There are some minor problems in your work.

now i ALWAYS mess these big things up... so here's what i did:
((sinx)(cosx)+(sinx)(cosx)) + ((cosx)(-sinx)+(cosx)(-sinx))

The plus sign is wrong, you can take a look at the problem again, it's
y = sin²x - cos²x :)

=2(sinxcosx)+2(cosx(-sinx))
=2sinx+2cosx+2cosx-2sinx

How can you go from the former expression to latter one? Are you trying to say that
sin(x)cos(x) = sin(x) + cos(x)?
------------
Apart from that, everything looks perfect. :)

 

[m0286]

Ok thnx :)
I see it was a stupid mistake...
I went from
=2(sinxcosx)+2(cosx(-sinx)) to
=2sinx+2cosx+2cosx-2sinx Because i multiplied them by the 2 infront of the brackets.. guess that's wrong! haha but thanks. I always get confused when you do certain things and dont. Thanks for all your help!

 

[HallsofIvy]

I don't mean to put you down but you really need to review your algebra. My experience is that people who cannot do algebra easily have a very hard time with calculus.

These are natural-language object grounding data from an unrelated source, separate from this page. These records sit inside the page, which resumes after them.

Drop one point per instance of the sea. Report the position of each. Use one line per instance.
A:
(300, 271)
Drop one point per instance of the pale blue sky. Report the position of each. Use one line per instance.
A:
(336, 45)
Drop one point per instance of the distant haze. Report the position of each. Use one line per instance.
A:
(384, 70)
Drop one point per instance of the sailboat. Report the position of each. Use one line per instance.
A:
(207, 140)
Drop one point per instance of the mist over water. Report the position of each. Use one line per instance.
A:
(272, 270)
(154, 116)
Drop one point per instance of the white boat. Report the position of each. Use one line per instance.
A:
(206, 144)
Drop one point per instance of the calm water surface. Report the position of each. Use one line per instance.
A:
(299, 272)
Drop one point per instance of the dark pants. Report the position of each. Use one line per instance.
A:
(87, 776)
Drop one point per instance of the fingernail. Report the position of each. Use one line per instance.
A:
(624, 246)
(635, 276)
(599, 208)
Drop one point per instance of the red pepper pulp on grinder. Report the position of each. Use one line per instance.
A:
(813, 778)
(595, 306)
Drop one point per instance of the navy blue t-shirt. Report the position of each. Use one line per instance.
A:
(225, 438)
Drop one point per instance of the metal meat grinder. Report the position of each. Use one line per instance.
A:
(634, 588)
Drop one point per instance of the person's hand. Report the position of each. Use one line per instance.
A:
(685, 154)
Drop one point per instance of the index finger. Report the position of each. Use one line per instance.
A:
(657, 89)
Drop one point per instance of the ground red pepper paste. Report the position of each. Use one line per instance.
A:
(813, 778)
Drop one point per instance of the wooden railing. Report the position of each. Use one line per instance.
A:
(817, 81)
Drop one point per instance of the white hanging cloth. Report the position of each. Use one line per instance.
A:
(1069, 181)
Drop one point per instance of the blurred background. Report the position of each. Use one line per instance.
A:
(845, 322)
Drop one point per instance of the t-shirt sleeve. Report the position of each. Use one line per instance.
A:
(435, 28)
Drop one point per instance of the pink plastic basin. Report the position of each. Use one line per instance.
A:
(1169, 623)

Surely you cannot believe that
2(sin x cos x)= 2sin x+ 2cos x!

Because you were differentiating sin²x- cos²x you should have 2sin x cos x- (-2sin x cosx)= 2sin x cos x+ 2sin x cos x.

Remember that finchie-88 pointed out that cos²x- sin²x= cos(2x)? Take the derivative of cos(2x) and compare it with the above.